I’m often asked, “Do you speak Indonesian?”and I answer, “Yup, both Indonesian and Balinese.” More often than not, the reaction is: “Ooooh, they’re two different languages?” They are indeed. And the word ‘siap’ is an example of just how different the languages can be.
In Indonesian siap literally means ‘ready’, but it can also be a way of expressing agreement, just like saying “OK”, “I’m on to it” or something along those lines. I’ve noticed that siap has gained popularity in colloquial speech over the past few years and it has become a stock phrase, so much so that it has its meme variations like “Shiiiii-appp” heard on Indonesian comedy shows (and must be pronounced with the correct intonation and slightly effeminate gait to pull it off effectively). There are also spelling variants in messaging such as ‘siyap’ or ‘syap’ as well as siap komandan meaning ‘Yes leader / commando’ and siap bos meaning ‘Yes bos’. Indonesians love playing on the whole “big boss and lil guy” dichotomy, so this phrase is meant both literally and sarcastically (although sarcasm – it has to be said – is not an Indonesian forte and is often misunderstood).
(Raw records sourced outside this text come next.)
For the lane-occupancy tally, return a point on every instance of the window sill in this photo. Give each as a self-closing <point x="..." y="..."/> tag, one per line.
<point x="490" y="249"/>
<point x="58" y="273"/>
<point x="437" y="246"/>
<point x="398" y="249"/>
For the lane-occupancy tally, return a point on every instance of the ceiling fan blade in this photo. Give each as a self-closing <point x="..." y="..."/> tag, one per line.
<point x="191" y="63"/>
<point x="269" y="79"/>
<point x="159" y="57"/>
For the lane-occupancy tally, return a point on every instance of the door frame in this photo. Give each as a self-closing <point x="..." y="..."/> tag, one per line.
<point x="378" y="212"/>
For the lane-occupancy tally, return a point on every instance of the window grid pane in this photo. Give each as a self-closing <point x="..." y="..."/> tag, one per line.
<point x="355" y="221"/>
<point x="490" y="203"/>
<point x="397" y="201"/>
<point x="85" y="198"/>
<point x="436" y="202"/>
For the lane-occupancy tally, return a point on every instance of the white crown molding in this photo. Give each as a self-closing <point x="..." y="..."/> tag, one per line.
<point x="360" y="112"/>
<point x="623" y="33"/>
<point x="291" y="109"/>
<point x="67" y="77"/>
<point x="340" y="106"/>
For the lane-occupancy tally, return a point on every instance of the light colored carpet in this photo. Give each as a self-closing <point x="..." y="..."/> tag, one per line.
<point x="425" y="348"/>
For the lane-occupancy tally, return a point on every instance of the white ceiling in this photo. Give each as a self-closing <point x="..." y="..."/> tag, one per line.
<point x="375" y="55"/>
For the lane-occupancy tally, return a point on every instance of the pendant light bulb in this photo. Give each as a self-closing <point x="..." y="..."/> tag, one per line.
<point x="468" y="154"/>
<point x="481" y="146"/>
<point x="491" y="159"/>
If you use repeat siap in short fire succession, siap-siap means to get ready. You can use it in the imperative too: “Siap-siap ya” to mean “Get ready.”
Siap in Balinese has an entirely different meaning altogether: it means ‘chicken’! You couldn’t get much different, right? To those in the know, you can slip this word into a joke by saying: “Sudah siap, belum bebek” (I’m already ready / a chicken but not yet a duck) or asking someone, “Sudah ayam Bali?” to mean “Are you ready?”
Indonesians love plays on words – once you’ve mastered Indonesian, and particularly Balinese, you can slip these word plays into conversation: they’ll love you for it and Balinese people will be impressed that you understand the differences in meaning of the same word in two completely different languages that most people on this island speak with ease every day.